To make engineered lung tissue for the project, Nichols needs to accomplish two main tasks. First, she has to generate a "scaffold," an extracellular protein network that will give structure to her creation. Then she has to add the right cells in the right quantities to grow tissue that will act as if though it's part of a real lung.
Nichols plans to either use an artificial scaffold or harvest a natural one from a pig lung, using a process that she and co-investigator Dr. Joaquin Cortiella developed to grow mouse lungs from stem cells. Choosing what kinds of cells to grow on the scaffold, she said, will be a matter of determining the best mix to accomplish two specific objectives: generating fibrosis, an all-too-common response to drug toxicity; and testing her system's responses to different strains of influenza.
"Like any organ, the lung has a lot of different cell types in it," Nichols said. "These tissues can be as complex as we want, but it's best to just start very simple and then build off of that we can evaluate the responses of just pneumocytes, or endothelial cells and pneumocytes together, or endothelial cells and pneumocytes and immune cells, like macrophages and neutrophils. It's important to know what each individual piece does."

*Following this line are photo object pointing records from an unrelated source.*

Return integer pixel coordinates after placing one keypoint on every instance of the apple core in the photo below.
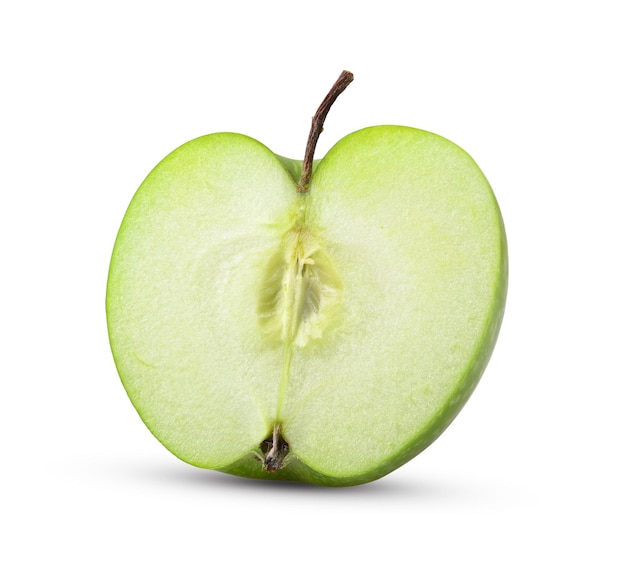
(316, 321)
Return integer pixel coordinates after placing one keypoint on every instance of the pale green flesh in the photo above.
(358, 316)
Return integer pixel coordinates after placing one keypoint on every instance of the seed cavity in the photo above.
(300, 292)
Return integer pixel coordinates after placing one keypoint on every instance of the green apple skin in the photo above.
(142, 283)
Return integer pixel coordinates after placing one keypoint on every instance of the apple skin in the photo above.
(299, 468)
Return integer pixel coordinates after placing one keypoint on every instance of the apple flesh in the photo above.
(346, 326)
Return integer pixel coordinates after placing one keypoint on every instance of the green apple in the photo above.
(326, 334)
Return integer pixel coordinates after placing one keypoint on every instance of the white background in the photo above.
(529, 478)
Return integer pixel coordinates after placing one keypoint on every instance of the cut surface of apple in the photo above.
(356, 318)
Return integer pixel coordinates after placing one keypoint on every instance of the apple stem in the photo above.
(317, 127)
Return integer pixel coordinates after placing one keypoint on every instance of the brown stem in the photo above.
(317, 126)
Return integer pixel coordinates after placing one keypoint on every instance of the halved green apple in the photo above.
(326, 336)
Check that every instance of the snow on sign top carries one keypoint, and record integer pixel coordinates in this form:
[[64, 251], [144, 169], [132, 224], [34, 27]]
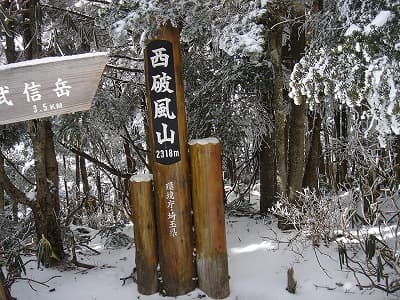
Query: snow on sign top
[[142, 177], [49, 86], [210, 140]]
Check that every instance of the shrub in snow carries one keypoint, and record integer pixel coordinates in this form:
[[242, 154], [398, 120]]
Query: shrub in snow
[[367, 239], [118, 240]]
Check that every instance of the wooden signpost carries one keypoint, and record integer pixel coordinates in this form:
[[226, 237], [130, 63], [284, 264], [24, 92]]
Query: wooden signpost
[[146, 258], [49, 86], [168, 137], [209, 217]]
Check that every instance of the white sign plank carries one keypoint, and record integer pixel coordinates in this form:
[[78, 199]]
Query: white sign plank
[[49, 86]]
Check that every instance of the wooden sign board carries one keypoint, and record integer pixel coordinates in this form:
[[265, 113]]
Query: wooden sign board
[[49, 86], [162, 91]]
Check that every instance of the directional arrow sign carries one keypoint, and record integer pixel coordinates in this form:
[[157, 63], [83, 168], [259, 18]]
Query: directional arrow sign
[[49, 86]]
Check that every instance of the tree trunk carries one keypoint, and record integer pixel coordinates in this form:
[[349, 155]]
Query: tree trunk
[[275, 51], [313, 159], [2, 202], [267, 174], [46, 210], [296, 150], [341, 135], [78, 215], [396, 161], [66, 186]]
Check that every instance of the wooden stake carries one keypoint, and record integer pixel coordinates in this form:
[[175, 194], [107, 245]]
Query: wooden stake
[[146, 258], [168, 137], [209, 219]]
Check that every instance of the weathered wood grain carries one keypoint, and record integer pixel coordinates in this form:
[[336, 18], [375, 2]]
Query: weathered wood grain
[[81, 72], [146, 258], [175, 252], [209, 218]]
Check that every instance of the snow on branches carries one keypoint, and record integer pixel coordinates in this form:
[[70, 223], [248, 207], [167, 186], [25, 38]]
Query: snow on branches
[[354, 60]]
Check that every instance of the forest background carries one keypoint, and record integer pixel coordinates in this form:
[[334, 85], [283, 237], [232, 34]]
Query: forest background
[[303, 96]]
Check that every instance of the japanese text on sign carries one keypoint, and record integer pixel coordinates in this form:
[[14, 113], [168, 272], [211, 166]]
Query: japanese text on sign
[[32, 93], [161, 85], [170, 197]]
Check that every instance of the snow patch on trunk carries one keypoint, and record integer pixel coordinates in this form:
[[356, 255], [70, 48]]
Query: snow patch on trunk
[[210, 140], [142, 177]]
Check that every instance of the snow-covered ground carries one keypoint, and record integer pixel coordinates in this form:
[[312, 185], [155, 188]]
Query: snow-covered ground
[[258, 254]]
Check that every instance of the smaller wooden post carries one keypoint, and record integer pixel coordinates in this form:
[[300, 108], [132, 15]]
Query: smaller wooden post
[[209, 219], [146, 258]]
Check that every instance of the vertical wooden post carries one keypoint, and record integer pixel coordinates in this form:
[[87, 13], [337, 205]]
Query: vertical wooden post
[[146, 258], [209, 219], [168, 138]]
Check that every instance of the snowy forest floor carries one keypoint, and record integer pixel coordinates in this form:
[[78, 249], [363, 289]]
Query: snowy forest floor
[[259, 256]]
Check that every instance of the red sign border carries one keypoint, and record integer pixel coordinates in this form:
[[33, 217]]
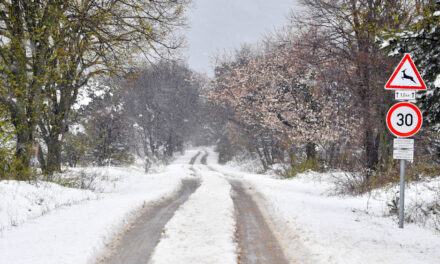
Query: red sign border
[[388, 86], [408, 134]]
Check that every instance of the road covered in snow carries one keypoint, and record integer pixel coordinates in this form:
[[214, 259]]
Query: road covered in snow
[[227, 216]]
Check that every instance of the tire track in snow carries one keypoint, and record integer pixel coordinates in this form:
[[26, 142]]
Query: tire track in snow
[[138, 243], [255, 239]]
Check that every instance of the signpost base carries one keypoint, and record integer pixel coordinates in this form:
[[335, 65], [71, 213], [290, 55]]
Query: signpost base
[[402, 194]]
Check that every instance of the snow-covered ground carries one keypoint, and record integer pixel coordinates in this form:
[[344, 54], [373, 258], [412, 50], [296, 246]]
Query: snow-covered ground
[[310, 220], [76, 227], [47, 223], [203, 229]]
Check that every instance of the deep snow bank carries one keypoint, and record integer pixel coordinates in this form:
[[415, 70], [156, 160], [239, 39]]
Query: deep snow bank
[[79, 233]]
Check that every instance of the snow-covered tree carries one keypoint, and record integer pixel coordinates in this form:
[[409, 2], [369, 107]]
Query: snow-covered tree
[[422, 40]]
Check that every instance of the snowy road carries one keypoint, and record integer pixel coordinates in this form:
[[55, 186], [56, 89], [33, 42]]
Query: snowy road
[[137, 244], [255, 239], [198, 211]]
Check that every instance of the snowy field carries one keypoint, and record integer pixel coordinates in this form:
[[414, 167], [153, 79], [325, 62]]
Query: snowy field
[[46, 223], [76, 228]]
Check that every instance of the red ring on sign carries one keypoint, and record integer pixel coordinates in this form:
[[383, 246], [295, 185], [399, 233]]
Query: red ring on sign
[[408, 134]]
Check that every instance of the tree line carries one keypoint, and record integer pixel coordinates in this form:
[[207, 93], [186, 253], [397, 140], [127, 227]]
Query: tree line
[[312, 93], [50, 49]]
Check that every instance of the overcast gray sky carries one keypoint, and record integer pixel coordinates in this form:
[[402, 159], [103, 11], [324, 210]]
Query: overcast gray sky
[[219, 25]]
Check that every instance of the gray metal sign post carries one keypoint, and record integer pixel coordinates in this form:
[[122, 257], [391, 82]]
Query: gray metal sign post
[[402, 194], [404, 119]]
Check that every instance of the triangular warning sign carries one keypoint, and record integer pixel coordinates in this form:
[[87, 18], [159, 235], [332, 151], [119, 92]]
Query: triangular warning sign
[[406, 76]]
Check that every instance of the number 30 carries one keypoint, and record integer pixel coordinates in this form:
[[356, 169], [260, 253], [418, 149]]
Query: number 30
[[405, 120]]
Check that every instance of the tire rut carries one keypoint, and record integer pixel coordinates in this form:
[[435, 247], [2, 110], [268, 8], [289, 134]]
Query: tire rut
[[138, 243], [256, 242], [193, 159]]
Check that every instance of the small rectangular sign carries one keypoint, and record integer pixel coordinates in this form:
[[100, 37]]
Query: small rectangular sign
[[403, 154], [405, 95], [403, 143]]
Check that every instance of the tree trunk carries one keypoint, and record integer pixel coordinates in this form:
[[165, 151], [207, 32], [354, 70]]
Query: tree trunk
[[53, 160], [23, 154], [311, 151]]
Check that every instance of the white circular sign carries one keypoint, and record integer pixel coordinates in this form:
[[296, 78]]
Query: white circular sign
[[404, 119]]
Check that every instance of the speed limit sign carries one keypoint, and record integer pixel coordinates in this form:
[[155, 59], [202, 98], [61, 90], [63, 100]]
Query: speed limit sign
[[404, 119]]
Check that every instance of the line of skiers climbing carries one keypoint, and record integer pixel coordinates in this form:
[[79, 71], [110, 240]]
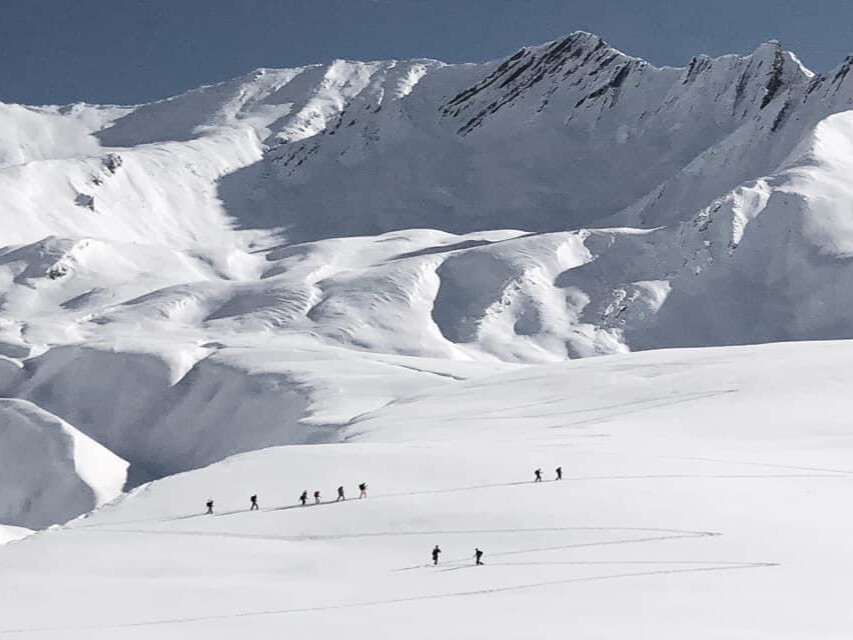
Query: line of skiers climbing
[[362, 488], [303, 498]]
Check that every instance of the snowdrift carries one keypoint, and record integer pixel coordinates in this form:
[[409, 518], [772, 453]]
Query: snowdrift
[[49, 471]]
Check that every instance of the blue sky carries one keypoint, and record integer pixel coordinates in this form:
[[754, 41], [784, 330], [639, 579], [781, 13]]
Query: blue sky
[[128, 51]]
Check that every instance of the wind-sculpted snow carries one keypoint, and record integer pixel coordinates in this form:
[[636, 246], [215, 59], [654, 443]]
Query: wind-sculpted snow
[[261, 261], [49, 471]]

Nichols is confident that she'll be able to meet the goals the NIH has set for the two-year award, opening up the possibility that she'll be selected to participate in the three-year-long second phase of the project. "After this we will probably join with whoever got kidney, whoever got liver, whoever got skin and so on, as well as whoever's making the system that this will all go in," she said. "Then we'll have something really significant, with all these units linked together interacting with each other, very much like your body would normally."